For all the supposed objectivity of the scientific method, scientific progress has always been driven by strong personalities. The biographies (and autobiographies) of great scientists often illuminate their motivations and sometimes offer clues as to the sources of their breakthroughs. Who can resist the anecdote of Archimedes, the king's gold crown and the overflowing bath tub? Or Newton's reported comment about gravity and the falling apple? Or Einstein's own description of his teenaged thought experiment about chasing a light ray? Or James Watson's rumbustious account of the decoding of the structure of DNA in The Double Helix--a book at first condemned by Watson's collaborator Francis Crick for its personalizing of scientific research but in due course grudgingly admired by Crick for its truthfulness.

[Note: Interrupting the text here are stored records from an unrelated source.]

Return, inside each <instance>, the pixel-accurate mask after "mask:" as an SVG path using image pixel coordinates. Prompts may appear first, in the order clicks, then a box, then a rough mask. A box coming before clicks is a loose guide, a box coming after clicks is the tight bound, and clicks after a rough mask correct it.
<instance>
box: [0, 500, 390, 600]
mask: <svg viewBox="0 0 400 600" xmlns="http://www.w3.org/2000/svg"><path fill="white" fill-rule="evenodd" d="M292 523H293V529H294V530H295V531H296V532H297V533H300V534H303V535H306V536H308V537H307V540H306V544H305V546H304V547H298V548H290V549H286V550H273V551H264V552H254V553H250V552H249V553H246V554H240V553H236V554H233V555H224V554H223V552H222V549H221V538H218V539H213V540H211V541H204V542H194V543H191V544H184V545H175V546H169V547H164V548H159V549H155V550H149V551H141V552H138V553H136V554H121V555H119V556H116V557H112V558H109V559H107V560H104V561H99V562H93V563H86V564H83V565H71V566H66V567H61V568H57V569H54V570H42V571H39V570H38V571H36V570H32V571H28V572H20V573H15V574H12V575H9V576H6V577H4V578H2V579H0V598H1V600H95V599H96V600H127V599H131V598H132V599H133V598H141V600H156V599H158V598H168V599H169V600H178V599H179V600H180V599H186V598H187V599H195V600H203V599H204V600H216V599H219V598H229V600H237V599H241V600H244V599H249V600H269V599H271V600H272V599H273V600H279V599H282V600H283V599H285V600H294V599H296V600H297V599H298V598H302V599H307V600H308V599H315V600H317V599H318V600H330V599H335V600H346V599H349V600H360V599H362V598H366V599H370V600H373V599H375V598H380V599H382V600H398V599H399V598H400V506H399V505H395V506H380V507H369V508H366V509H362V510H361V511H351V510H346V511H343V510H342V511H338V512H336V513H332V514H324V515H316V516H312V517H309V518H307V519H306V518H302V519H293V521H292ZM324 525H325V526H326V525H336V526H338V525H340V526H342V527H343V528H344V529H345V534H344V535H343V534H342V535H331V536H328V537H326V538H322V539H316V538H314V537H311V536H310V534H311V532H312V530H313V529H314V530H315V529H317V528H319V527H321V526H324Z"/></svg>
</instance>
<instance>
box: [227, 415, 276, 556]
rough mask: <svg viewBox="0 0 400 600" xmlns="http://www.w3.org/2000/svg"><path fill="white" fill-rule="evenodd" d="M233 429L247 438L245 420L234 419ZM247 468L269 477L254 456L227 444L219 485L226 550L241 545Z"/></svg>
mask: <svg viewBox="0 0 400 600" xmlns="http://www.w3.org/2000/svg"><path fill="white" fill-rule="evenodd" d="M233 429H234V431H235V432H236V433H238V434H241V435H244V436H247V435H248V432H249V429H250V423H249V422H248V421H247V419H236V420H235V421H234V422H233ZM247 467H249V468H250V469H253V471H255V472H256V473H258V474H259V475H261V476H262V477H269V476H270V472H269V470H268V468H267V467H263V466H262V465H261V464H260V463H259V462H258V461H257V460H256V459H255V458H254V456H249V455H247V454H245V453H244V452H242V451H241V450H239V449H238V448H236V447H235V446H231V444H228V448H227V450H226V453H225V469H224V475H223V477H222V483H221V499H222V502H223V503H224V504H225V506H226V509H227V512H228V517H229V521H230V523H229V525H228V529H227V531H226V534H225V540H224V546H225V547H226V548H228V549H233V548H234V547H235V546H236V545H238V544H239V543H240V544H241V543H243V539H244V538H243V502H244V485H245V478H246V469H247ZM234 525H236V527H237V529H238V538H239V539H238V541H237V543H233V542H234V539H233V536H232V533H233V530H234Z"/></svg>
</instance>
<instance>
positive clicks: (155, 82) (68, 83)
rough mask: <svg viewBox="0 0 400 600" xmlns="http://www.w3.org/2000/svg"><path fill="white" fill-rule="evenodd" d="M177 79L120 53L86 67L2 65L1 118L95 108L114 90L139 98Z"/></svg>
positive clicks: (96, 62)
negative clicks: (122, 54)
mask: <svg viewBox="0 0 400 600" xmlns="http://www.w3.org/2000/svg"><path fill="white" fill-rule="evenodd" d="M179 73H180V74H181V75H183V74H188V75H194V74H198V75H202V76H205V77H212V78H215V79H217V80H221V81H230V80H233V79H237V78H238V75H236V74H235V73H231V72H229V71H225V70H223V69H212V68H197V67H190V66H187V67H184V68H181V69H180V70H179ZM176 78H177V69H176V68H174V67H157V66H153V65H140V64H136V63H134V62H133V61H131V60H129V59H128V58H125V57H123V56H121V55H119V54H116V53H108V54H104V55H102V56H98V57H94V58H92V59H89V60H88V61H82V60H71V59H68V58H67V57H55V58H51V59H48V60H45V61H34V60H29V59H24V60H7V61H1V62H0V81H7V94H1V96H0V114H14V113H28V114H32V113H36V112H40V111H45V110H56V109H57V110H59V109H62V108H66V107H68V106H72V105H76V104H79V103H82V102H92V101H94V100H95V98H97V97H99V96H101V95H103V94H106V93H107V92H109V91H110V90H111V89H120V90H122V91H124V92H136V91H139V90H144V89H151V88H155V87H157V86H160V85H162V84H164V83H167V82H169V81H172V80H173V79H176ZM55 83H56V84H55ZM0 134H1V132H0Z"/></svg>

Apart from their love of science, do the 40 or so great scientists selected for my book, The Scientists: An Epic of Discovery [Thames & Hudson, $45.00], share anything in common? Their nationalities, family backgrounds, education and training, personalities, religious beliefs, working methods and the circumstances of their greatest discoveries, differ enormously. But in one respect, at least, they do appear to be alike: All of them worked habitually and continually at science and were prolifically productive. The mathematician Henri Poincaré (a seminal influence on Einstein's theory of special relativity) published 500 papers and 30 books; Einstein himself produced 240 publications; Sigmund Freud had 330. As Darwin observed to his son, late in life: "I have been speculating last night what makes a man a discoverer of undiscovered things, and a most perplexing problem it is.--Many men who are very clever,--much cleverer than the discoverers--never originate anything. As far as I can conjecture, the art consists in habitually searching for causes or meaning of everything which occurs. This implies sharp observation and requires as much knowledge as possible of the subject investigated." Newton, when asked how he had discovered the law of gravity, replied pithily: "By thinking on it continually." All of the great scientists in my book would, one senses, have said amen to that.